Twitter Rumor Causes Oil Price to Rise
By allowing people to make constant, instantaneous updates, Twitter has at once increased the amount of information to be analyzed and decreased the amount of time in which to analyze it, leaving less room for people to judge the accuracy of news reports -- and more room for rumors.
It’s one thing when false reports of, say, a celebrity’s death spread all over the Internet via Twitter: while momentarily distressing for fans (and the individual in question) these rumors aren’t usually the kind of thing that can necessarily move stock markets or drive up prices. On Monday, however, a false rumor to the effect that Syrian dictator Bashar al-Assad had been killed or injured caused crude oil futures on the New York Mercantile Exchange to rise from $90.82 to $91.99 -- probably out of fear that Assad’s demise would lead to wider instability in the Middle East.
The rumor was plausible for a couple reasons. It came from a Twitter account supposedly belonging to Russian interior minister Vladimir Kolokoltsev; as one of Syria’s closest allies, the Russians might well be among the first to learn of such an event. Furthermore, a few weeks ago the Syrian security chief was killed by a huge bomb, probably with the help of a high-ranking official sympathetic to the Syrian rebels. And Iran, a close Syrian ally, might indeed be provoked to upset the regional apple cart if Assad goes down in flames.
But it wasn’t true: in all the frantic tweeting and re-tweeting and emailing and text messaging, no one apparently thought to verify that it really was Kolokoltsev’s Twitter account.
Of course, this isn’t really Twitter’s fault. The real problem is when part of the business world -- in this case, commodities trading -- becomes so dependent on cutting-edge knowledge that participants feel they must act on unsubstantiated scraps of information, without waiting for verification. It makes sense from their point of view: by the time a rumor is verified, it will have become general knowledge, meaning the window for an advantageous transaction will have closed.

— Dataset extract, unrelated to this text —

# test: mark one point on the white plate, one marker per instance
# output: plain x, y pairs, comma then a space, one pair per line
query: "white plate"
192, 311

Rumors have always been part of commodities trading and the business world in general. But new communications technology has vastly expanded the scope of the rumor mill, so that where before a few dozen commodity traders might have acted on a rumor to their profit or detriment, now it could be hundreds or thousands. In this context, it’s only a matter of time before an even bigger market dislocation -- in commodities, on the stock exchange, or elsewhere -- results from someone planting a really well-executed rumor. If unchecked, online rumor-mongering could eventually undermine confidence in marketplaces that appear susceptible to misinformation (to say nothing of the trading glitches that keep popping up recently).